The Study and Performance of Music Positively Changes the Brain

This is a great short article via the Phi Beta Mu Newsletter citing research posted by The DANA Foundation.

Music educators often lust after a priority position among school programs.  The surest way to achieve such a position will always be to build a successful program. But there are other possibilities on the horizon.

The attention pendulum may swing our direction for reasons that we have always claimed but can now prove. Because music lights up the brain with activity and Functional Magnetic Resonance Imaging shows that, scientists have made us the poster child of brain research. They have proven that music changes the brain.

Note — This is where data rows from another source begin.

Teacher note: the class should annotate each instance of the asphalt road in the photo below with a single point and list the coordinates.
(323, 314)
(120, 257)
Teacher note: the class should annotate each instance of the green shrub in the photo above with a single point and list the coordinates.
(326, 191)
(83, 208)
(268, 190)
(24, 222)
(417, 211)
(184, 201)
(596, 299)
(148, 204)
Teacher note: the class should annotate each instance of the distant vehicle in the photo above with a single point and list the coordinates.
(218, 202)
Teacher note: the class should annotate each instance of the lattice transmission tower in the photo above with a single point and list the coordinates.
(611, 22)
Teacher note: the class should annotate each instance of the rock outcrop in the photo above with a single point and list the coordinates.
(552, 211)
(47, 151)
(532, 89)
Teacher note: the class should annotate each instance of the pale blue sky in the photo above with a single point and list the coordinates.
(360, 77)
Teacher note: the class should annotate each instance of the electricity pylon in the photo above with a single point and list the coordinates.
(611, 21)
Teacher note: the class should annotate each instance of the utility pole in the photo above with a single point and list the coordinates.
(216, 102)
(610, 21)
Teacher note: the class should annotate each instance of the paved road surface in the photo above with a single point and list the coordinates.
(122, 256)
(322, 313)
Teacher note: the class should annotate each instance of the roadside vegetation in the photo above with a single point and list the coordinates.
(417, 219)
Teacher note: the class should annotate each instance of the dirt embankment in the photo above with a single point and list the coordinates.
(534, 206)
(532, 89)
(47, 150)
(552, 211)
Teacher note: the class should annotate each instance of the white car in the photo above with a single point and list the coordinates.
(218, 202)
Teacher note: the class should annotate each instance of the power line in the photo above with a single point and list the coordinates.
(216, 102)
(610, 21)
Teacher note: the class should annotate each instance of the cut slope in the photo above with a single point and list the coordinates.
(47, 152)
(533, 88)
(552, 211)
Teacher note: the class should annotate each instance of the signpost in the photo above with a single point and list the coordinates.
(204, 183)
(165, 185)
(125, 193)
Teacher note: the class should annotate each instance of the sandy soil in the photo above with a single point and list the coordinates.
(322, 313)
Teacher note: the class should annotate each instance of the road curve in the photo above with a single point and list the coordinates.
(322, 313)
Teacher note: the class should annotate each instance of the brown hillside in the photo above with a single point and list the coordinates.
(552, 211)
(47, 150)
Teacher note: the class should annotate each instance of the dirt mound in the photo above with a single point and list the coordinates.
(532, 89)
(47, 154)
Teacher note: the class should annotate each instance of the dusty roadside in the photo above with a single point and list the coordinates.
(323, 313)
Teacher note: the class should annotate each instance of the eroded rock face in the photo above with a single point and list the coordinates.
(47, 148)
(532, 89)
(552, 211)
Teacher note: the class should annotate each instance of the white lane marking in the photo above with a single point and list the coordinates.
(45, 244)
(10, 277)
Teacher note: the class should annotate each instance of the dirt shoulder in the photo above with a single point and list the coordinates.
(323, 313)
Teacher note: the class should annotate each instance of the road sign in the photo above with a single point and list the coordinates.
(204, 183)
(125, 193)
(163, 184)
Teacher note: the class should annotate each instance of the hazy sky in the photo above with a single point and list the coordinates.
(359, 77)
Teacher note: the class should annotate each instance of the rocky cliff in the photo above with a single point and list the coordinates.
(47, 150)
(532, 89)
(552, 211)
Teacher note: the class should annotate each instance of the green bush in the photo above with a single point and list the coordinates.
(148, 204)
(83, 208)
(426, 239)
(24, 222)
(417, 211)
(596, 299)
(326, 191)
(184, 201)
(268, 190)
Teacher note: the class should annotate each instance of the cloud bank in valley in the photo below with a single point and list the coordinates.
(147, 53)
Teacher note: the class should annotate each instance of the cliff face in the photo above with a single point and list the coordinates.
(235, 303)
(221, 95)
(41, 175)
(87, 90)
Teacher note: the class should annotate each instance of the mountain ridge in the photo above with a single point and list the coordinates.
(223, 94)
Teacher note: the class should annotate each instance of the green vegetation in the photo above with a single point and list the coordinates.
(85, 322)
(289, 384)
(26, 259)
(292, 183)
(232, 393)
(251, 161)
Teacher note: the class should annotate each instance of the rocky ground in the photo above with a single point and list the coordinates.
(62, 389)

Using Functional Magnetic Resonance Imaging, scientists have found that music performance activates and changes the brain. Technology has also confirmed that music activities use areas of the brain that are important to success in language, mathematics, and other academic areas. Those newly discovered situations mean
that music activities improve parts of the brain required for academic success.

In fact, there is evidence that improvement in rhythm performance skills transfers directly to improvement in reading skills. Due to the rarity of transfer of learning, it is difficult to overstate the importance of these findings. Testing-conscious educators will soon act upon this research. You could predict the following scenario:

  1. The advantages of rhythm skill improvement will come to the attention of school administrators.
  2. School administrators will lead an initiative to use this new research to improve test scores.
  3. Music teachers will be left out, and this promising program will fade into obscurity like so many others.Somewhere that will occur.

But there is a preferable scenario.

  1. Music educators will introduce this research and lead the effort.
  2. Dual purpose curricula will emerge so that rhythm improvement and traditional learning occur simultaneously.
  3. Music will be front and center at every grade level and music educators will be indispensible academic leaders.
  4. Music ensembles will be first choice electives for students with earlyrhythm fluency, and music programs will flourish beyond our imaginings.

The latter scenario asks a lot, but it offers us the chance to affect the academic success of every student while we build successful programs.